The group of Tamil-speaking men had walked across the Princes Highway to the church, desperate for help.
”They had been left in the hotel with no idea where the shops were and none or very little English,” Mr Bruce said. ”They only had the shirt, the shoes, shorts and thongs on that they were wearing,” he said.
Mr Bruce and people who were inside the church at the time took the group straight to the shops, bought rice cookers and started finding clothes for them.
They came to the church every day for six weeks to cook, learn English and play cricket next to a graveyard.
Mr Bruce said the Red Cross was getting four times the number of people it was originally contracted for and could not cope.
Not long after the group had left, Mr Bruce was walking to the train station when he saw another group of about 40 people just standing outside the hotel across the road.
They were 38 people from Myanmar, an Iranian couple, an Iraqi and a Sri Lankan man.
A few days later the group from Myanmar knocked on the church’s door on a rainy day in June. They were dripping wet.
”They turned up, these guys, literally shivering, and saying we need help.”
People from the congregation started taking off their jumpers and walking to their cars to find them clothes.
”These guys are expected to find accommodation when they arrive on their own, have no other family, no language, and they are expected to find a house in Sydney with no money, no credit history. It’s a pretty stressful time for these guys.
”Government policies on both sides are just heartless.”
A number of churches are weighing into political debate as the election draws closer. The Anglican Parish of Gosford recently displayed a sign reading: ”Kevin, PNG is not the answer, Love God”.
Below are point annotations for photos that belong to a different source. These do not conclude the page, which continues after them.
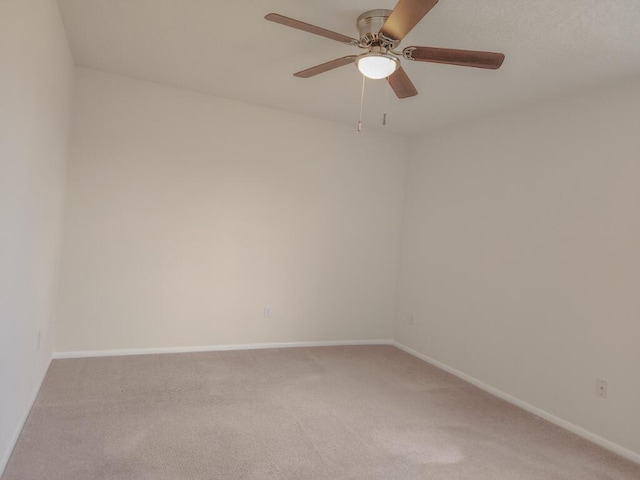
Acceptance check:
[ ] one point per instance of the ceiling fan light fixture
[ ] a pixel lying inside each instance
(377, 65)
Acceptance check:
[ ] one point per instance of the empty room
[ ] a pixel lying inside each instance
(319, 240)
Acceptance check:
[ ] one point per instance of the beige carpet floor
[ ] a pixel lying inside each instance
(301, 413)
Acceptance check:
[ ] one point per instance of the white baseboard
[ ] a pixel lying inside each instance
(4, 460)
(603, 442)
(214, 348)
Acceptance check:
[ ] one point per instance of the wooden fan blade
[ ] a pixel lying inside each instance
(465, 58)
(325, 67)
(402, 84)
(405, 16)
(307, 27)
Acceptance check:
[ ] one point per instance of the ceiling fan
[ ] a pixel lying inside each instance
(381, 31)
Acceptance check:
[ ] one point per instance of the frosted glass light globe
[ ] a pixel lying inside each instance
(377, 65)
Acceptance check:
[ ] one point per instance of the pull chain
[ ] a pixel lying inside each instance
(361, 104)
(386, 104)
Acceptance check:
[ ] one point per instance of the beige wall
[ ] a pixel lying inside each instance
(521, 257)
(188, 213)
(36, 75)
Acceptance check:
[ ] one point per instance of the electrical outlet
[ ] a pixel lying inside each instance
(601, 388)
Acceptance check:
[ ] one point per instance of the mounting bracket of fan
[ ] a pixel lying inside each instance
(369, 25)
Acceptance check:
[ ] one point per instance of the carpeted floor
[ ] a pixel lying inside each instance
(301, 413)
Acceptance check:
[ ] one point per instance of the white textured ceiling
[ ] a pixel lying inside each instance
(552, 48)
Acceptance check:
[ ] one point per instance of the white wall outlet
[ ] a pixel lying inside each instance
(601, 388)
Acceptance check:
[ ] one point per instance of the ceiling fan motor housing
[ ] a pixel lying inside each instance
(369, 25)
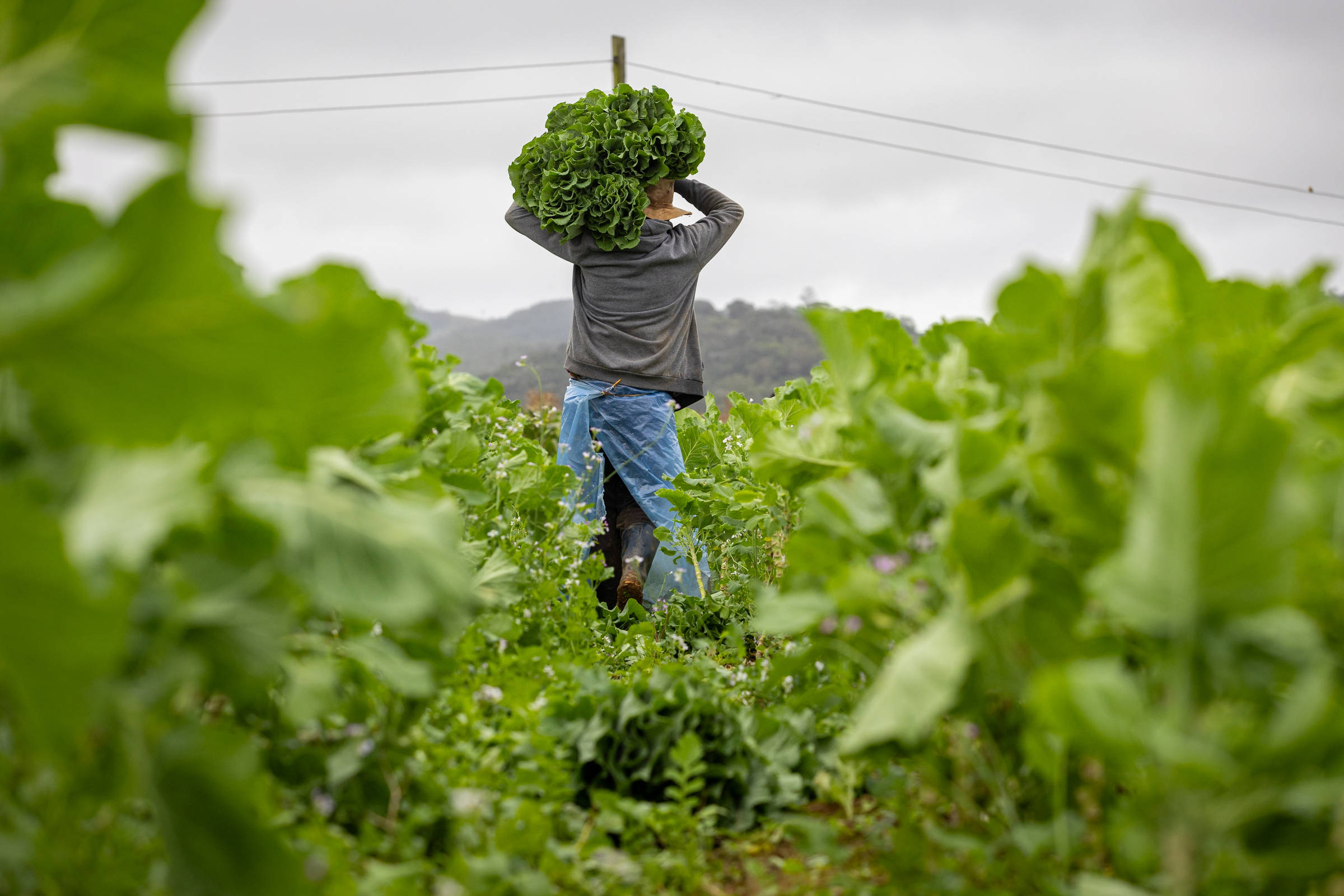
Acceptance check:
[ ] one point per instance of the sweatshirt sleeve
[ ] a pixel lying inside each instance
(722, 217)
(526, 223)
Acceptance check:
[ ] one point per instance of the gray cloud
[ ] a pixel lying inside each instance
(417, 197)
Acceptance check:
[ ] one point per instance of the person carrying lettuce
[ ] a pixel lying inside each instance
(635, 356)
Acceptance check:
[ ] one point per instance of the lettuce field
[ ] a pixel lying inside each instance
(1052, 604)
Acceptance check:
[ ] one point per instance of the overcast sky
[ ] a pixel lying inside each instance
(416, 198)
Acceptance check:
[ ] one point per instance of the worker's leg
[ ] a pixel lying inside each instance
(636, 534)
(629, 544)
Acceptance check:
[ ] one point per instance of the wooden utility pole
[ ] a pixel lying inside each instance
(617, 61)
The church’s minister, Father Rod Bower, is hoping his humorous and controversial signage will draw attention to the asylum seeker issue.
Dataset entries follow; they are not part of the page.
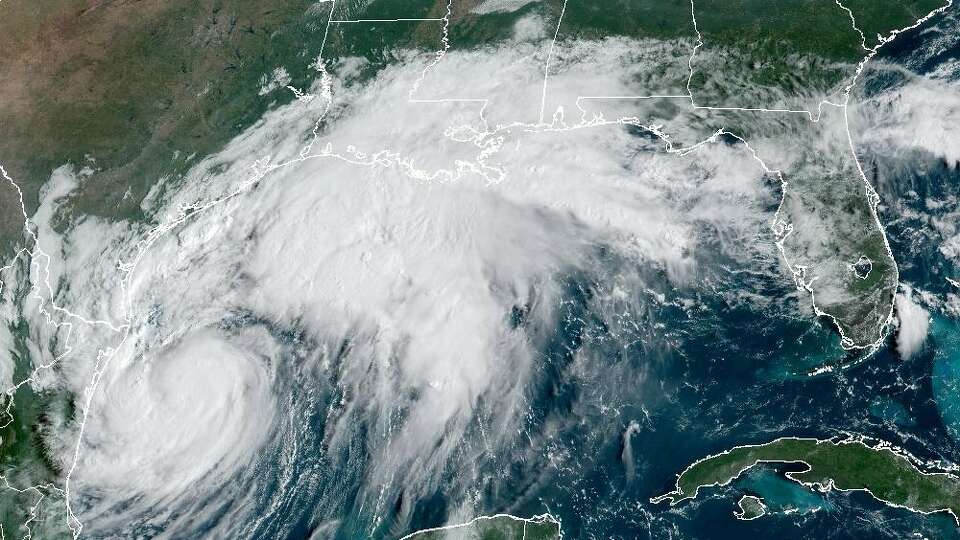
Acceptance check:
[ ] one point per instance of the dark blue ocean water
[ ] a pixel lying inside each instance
(699, 381)
(695, 370)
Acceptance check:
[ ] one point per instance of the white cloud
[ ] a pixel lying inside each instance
(396, 247)
(914, 324)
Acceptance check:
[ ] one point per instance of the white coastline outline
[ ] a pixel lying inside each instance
(677, 496)
(263, 167)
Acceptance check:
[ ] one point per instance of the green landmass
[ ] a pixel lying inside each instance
(750, 507)
(888, 475)
(499, 527)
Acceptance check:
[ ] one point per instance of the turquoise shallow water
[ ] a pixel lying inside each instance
(782, 495)
(946, 372)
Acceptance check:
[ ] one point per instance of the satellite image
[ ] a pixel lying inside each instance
(480, 269)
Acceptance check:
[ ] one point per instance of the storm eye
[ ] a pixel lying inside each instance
(862, 267)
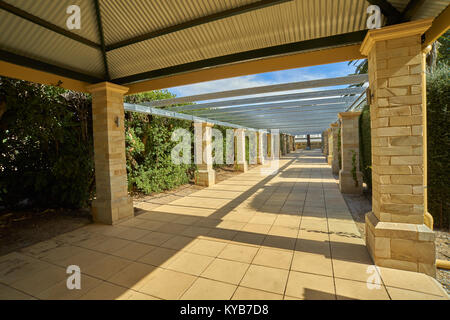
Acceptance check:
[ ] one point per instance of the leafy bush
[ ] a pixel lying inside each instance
(46, 154)
(438, 143)
(148, 148)
(365, 146)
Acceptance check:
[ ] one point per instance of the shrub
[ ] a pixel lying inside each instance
(438, 143)
(46, 154)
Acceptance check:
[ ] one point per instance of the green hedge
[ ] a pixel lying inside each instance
(46, 154)
(365, 146)
(46, 150)
(438, 143)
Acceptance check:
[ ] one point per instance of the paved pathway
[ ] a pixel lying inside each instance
(253, 236)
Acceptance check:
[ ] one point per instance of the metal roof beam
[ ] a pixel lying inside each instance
(102, 38)
(281, 97)
(338, 40)
(46, 67)
(196, 22)
(278, 106)
(50, 26)
(357, 78)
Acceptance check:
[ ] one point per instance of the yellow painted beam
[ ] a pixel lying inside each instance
(440, 24)
(23, 73)
(297, 60)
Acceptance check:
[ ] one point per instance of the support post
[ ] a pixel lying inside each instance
(350, 178)
(240, 161)
(260, 146)
(334, 148)
(112, 202)
(396, 235)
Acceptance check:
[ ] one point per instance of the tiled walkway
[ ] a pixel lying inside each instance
(253, 236)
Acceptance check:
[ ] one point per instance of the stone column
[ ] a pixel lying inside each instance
(270, 146)
(240, 162)
(350, 178)
(334, 148)
(260, 147)
(112, 202)
(330, 146)
(396, 235)
(206, 176)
”We need to be showing hospitality – especially to people who are not only homeless but nationless,” Mr Bower said.
Jesus, maybe this is a sign
You don’t have to be on Twitter to follow Jesus and smoking won’t kill you in the next life.
Churches are displaying more provocative and comical messages outside God’s door to spread the word of Christianity.
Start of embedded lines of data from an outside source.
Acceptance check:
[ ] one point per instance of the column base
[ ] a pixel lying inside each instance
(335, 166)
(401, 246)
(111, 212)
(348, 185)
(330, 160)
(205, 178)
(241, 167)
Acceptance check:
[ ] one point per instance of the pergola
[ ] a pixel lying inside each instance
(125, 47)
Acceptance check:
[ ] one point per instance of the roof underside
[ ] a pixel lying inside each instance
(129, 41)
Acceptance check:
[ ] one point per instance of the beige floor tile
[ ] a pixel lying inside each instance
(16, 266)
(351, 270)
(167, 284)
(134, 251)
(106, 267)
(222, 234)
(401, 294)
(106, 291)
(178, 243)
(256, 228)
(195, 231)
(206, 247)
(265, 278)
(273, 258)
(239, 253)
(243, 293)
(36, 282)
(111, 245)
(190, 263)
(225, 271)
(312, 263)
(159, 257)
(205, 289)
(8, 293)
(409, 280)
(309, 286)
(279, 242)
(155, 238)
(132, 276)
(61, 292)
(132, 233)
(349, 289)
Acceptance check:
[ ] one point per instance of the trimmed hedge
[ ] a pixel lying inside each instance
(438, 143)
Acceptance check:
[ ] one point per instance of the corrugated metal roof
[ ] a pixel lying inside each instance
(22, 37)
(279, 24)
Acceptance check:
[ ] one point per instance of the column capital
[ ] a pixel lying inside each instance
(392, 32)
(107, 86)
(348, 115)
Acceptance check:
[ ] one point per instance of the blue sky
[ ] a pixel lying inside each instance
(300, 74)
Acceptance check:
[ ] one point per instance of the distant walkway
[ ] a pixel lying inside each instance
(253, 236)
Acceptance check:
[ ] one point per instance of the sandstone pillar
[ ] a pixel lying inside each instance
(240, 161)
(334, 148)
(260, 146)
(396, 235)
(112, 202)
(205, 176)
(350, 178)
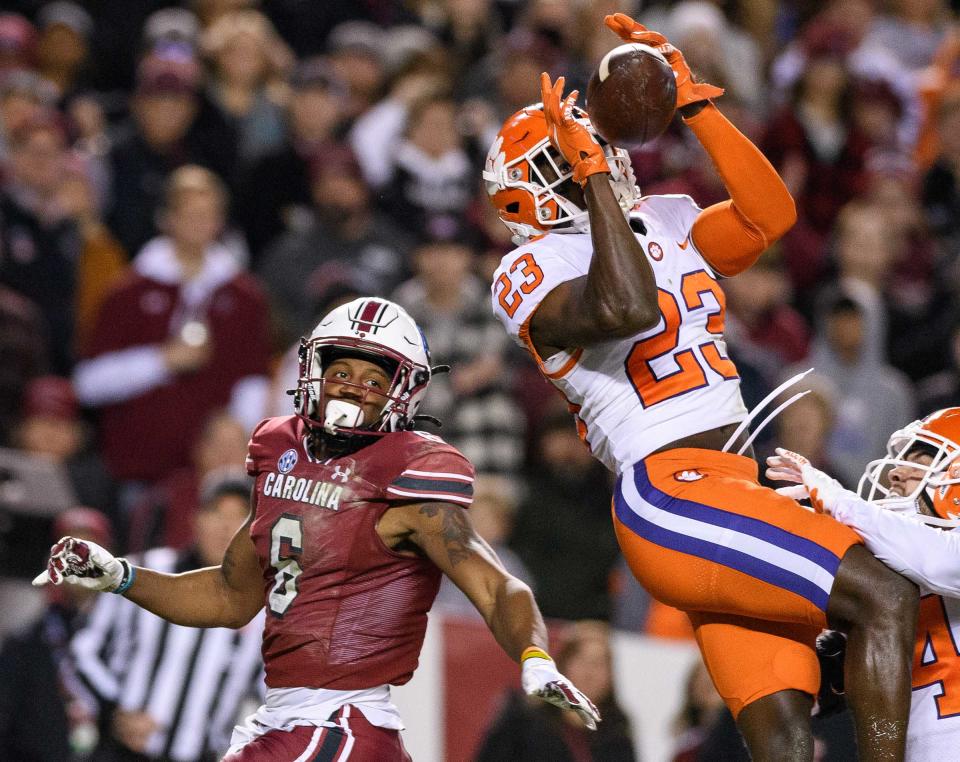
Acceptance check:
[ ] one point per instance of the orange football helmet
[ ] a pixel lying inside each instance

Outreach Media produces quirky Christian posters for people who do not often attend church.
St Peters Anglican Church is one of the 100 churches across Australia making use of its heavily trafficked location.
Reverend Andrew Bruce said 50,000 people drive past his church each day. ”I wanted to communicate that we are here, we are open and we care about what’s going on in the world.”
His church has put up signs including: ”Drive Safely: There’s only one death we want to talk about this Easter” and ”Shhhhhh don’t mention Jesus”.
The Anglican parish of Gosford gets regular headlines and air-time for several outspoken messages. This week, Father Rod Bower put up a message that read: ‘Rupert, News is very very Limited.”Another signs was ”Tony you’ve forgotten same sex appeal”.
”I would encourage Christian churches, mosques, and synagogues to put up signs that are designed to soften the hearts of people,” Mr Bower said.